Found’s unique charm could be denied only by someone with a cold, shriveled heart. After eating at a pack of new restaurants whose generic-hip vibes and calculated eclectic menus had all begun to blur together, I started to think mine was that heart. But Amy Morton’s earnest American bistro, with its creative food and vintage-thrift decor funkier than a Parliament cover band, thawed my arctic soul. Imagine what it could do to you.
In Chicago, the Mortons are as close as we get to restaurant royalty. Arnie (Morton’s The Steakhouse) was the king; his sons, Princes Peter, David, and Michael, are behind places such as Hard Rock Cafe, DMK Burger Bar, and N9NE Steakhouse. “For a long time, I thought restaurants had chosen me rather than me choosing them,” says Amy, one of Arnie’s four daughters. She hit it big in the 1990s with Mirador and the Blue Room in Old Town before switching to the only business more treacherous than running restaurants: raising three daughters.
Now back in the hospitality game, Morton could have gone in any number of directions.
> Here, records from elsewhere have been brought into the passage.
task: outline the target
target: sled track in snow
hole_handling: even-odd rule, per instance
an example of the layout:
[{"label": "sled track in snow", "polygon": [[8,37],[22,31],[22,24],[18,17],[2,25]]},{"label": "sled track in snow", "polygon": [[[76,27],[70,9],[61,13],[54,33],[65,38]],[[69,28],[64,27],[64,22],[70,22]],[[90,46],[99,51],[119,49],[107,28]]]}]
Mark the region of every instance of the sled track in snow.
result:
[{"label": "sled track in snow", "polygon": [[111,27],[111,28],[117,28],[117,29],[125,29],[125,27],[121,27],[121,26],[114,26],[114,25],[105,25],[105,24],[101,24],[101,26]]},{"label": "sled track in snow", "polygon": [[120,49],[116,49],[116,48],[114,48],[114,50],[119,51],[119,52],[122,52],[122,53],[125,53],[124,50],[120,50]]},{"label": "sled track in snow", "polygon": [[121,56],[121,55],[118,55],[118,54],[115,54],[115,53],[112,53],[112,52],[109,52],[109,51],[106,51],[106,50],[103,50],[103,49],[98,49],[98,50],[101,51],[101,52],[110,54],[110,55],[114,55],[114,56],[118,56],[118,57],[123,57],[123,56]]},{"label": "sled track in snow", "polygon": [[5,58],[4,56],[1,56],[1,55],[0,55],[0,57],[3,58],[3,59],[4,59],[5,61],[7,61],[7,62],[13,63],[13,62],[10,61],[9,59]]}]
She went with her conscience, working with Connections for the Homeless to hire staffers. “Homelessness is an area that I always connected with in my life,” says Morton, 50. “My personal mission is to make a difference.” Found, a warm space with repurposed courthouse benches, Persian rugs, a 1920s minuteman bike, and a chalkboard ceiling covered in playful quotes, also rents out the entire restaurant at cost one Monday night a month to nonprofits for meetings and fundraisers. This is restaurant as community—an admirable mission even if the food weren’t good.
But it is. Found’s chef, Nicole Pederson, whose smart seafood at C-House rarely drew the buzz it deserved, now plays to a house full of diners in love with her shareable creations. A crock of lamb meatballs softer than clouds and painted with pistachio chimichurri and yogurt is an inventive nibble; the fried oyster tacos with bacon, red cabbage slaw, and tomatillos deliver a crisp and vinegary bounce. Pederson studs the menu with gems, from schmaltz-topped chicken liver mousse with bacon marmalade to roasted Brussels sprouts and squash with pumpkin seeds and harissa. I hereby vow to quit whining about small plates and simply enjoy when someone does them right.
The kitchen roasts a fantastic rainbow trout and serves it deboned but magically intact with dehydrated vegetable chips and thin sheets of crispy roasted kale. Heck, Found even uncovers inspired ways to approach pizza and sandwiches. The former emerges as lovely flatbreads spread with toppings such as sweet potato hummus, raw vegetables, and melted quark; the latter are open-faced behemoths of, say, shredded roasted pork shoulder with sweet potato mash and house-pickled veggies meant to be knife-and-forked by all. Both vanish quickly.
Found’s desserts lean to the rich and uncomplicated, such as an orange pound cake with Meyer lemon curd and toasted coconut gelato. More ambitious is the list of affordable wines and twisty cocktails, such as the refreshing Bitter Sophisticate, a Manhattan that dovetails perfectly with the agreeable mood.
In fact, Found has the happiest vibe I’ve encountered in years. Nearly everyone—the veteran staff and giddy customers in no hurry to leave—is in good spirits. The only stress stems from the no-reservations policy, which ensures that during peak times a nonstop parade of table hawks will spend an hour or more haunting the lounge area with their cabernets and jealous eyes. Found is exactly the warm community that Amy Morton envisioned, and we all want in.